I need to read a CSV file and record the locations of lines with certain values into an array, then later go back and retrieve those lines in no particular order and with good performance, so random access.
My program uses csv.NewReader(file), but I see no way to get or set the file offset that it uses. I tried file.Seek(0,io.SeekCurrent) to return the file position, but it doesn't change between calls to reader.Read(). I also tried fmt.Println("+v +v ",reader,file) to see if anything stores the reader's file position, but I don't see it. I also don't know the best way to use the file position if I do find it.
Here's what I need to do:
file,_ = os.Open("stuff.csv")
reader = csv.NewReader(file)
//read file and record locations
for {
line,_ = reader.Read()
if wantToRememberLocation(line) {
locations = append(locations, getLocation()) //need this function
}
}
//then revisit certain lines
for {
reader.GoToLine(locations[random]) //need this function
line,_ = reader.Read()
doStuff(line)
}
Is there even a way to do this with the csv library, or will I have to write my own using more primitive file io functions?
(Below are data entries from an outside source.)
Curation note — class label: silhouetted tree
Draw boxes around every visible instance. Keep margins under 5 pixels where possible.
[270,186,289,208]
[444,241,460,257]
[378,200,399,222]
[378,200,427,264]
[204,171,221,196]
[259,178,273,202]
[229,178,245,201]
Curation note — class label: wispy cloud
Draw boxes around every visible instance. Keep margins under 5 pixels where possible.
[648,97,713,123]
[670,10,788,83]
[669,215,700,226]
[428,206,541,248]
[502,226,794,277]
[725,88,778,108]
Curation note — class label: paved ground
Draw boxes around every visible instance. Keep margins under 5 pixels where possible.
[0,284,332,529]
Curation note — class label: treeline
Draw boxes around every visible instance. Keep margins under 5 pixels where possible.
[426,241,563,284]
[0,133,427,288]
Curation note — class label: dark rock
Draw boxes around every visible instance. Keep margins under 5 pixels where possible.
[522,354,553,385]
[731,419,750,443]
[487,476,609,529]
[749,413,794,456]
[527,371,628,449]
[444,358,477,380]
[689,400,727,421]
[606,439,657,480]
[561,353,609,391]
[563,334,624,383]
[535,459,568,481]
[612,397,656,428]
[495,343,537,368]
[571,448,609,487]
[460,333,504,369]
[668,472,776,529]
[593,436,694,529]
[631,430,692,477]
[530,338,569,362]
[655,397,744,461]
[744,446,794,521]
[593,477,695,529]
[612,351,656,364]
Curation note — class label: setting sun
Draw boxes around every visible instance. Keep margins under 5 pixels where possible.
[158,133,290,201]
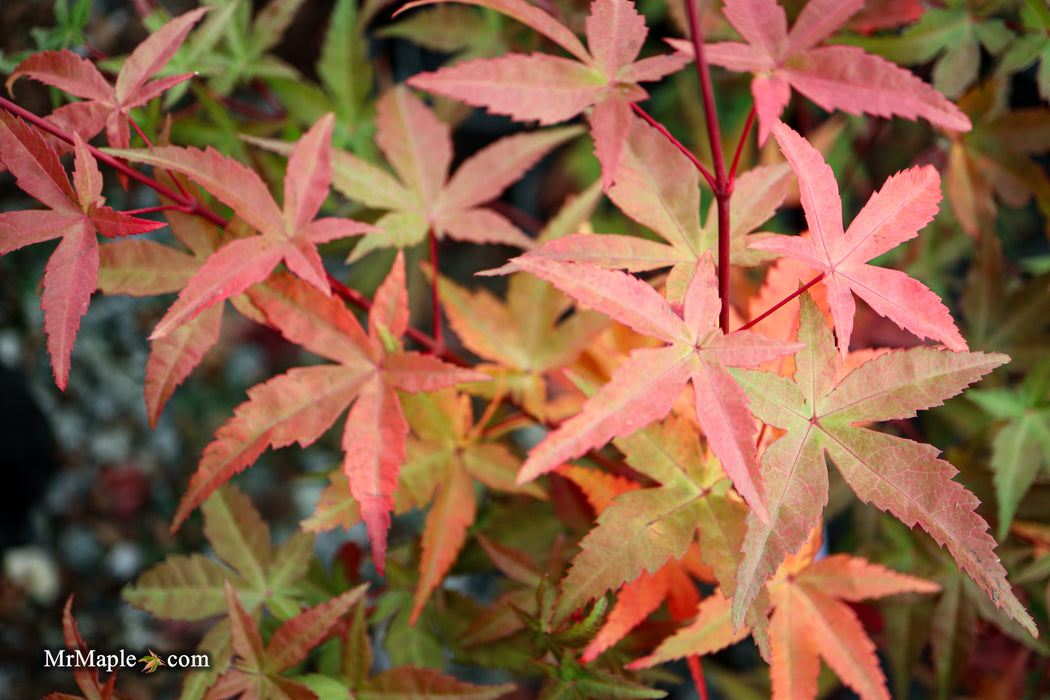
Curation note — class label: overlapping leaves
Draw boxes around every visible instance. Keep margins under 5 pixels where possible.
[674,0,970,142]
[0,111,164,389]
[503,254,798,517]
[404,0,688,187]
[174,259,488,571]
[733,297,1035,635]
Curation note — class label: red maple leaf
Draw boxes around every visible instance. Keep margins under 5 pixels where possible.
[172,259,488,572]
[99,172,236,427]
[503,253,799,517]
[6,7,211,148]
[0,111,164,389]
[208,581,368,700]
[332,86,580,260]
[669,0,970,143]
[751,122,966,359]
[113,113,377,340]
[630,528,940,700]
[733,295,1037,636]
[402,0,689,187]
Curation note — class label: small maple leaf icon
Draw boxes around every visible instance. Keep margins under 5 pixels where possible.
[139,650,164,674]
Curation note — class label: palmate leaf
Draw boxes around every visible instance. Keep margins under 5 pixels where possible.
[437,182,609,420]
[751,122,966,359]
[670,0,970,143]
[44,594,127,700]
[503,253,799,517]
[842,3,1017,100]
[495,118,793,296]
[733,296,1037,636]
[112,114,376,340]
[559,459,705,663]
[402,0,689,188]
[629,529,940,700]
[6,7,211,148]
[98,173,232,427]
[332,86,580,260]
[0,111,164,390]
[122,486,314,621]
[395,389,546,624]
[558,418,730,617]
[944,81,1050,238]
[208,581,368,700]
[172,262,488,571]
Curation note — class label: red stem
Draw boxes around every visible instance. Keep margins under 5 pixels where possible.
[737,273,824,331]
[0,98,227,228]
[121,205,186,216]
[686,0,733,333]
[427,228,445,353]
[729,105,756,183]
[631,102,715,190]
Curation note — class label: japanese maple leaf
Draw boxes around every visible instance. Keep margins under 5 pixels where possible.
[629,530,941,700]
[0,111,164,390]
[751,122,966,358]
[495,114,793,298]
[339,591,515,700]
[98,172,237,427]
[113,113,376,340]
[733,295,1036,635]
[503,253,799,517]
[122,484,314,621]
[558,417,764,661]
[323,86,580,260]
[437,183,609,420]
[397,389,547,624]
[44,594,128,700]
[6,7,211,148]
[944,81,1050,238]
[172,259,488,571]
[402,0,689,187]
[670,0,970,143]
[559,461,705,663]
[122,484,314,697]
[208,581,368,700]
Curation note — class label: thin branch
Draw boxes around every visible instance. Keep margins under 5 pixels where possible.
[686,0,733,333]
[0,98,227,228]
[737,273,824,331]
[729,105,756,183]
[631,102,715,190]
[427,228,445,352]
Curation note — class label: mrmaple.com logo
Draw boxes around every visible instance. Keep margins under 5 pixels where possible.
[44,649,211,674]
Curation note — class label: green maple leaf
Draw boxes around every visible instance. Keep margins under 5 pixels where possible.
[730,296,1037,636]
Here's a solution using TeeReader. This example just saves all the positions and goes back and rereads some of them.
//set up some vars and readers to record position and length of each line
type Record struct {
Pos int64
Len int
}
records := make([]Record,1)
var buf bytes.Buffer
var pos int64
file,_ := Open("stuff.csv")
tr := io.TeeReader(file, &buf)
cr := csv.NewReader(tr)
//read first row and get things started
data,_ := cr.Read()
dostuff(data)
//length of current row determines position of next
lineBytes,_ := buf.ReadBytes('
')
length := len(lineBytes)
pos += int64(length)
records[0].Len = length
records = append(records, Record{ Pos: pos })
for i:=1;;i++ {
//read csv data
data,err = c.Read()
if err != nil {break}
dostuff(data)
//record length and position
lineBytes,_ = buf.ReadBytes('
')
lenth = len(lineBytes)
pos += int64(length)
records[i].Len = length
records = append(records, Record{ Pos: pos })
}
//prepare individual line reader
line := make([]byte,1000)
lineReader := bytes.NewReader(line)
//read random lines from file
for {
i := someLineNumber()
//use original file reader to fill byte slice with line
file.ReadAt(line[:records[i].Len], records[i].Pos)
//need new lineParser to start at beginning every time
lineReader.Seek(0,0)
lineParser := csv.NewReader(lineReader)
data,_ = lineParser.Read()
doStuff(data)
}
os.Open returns a File, which implements io.Seeker.
So you can do this to rewind the stream to the beginning:
_, err = file.Seek(0, io.SeekStart)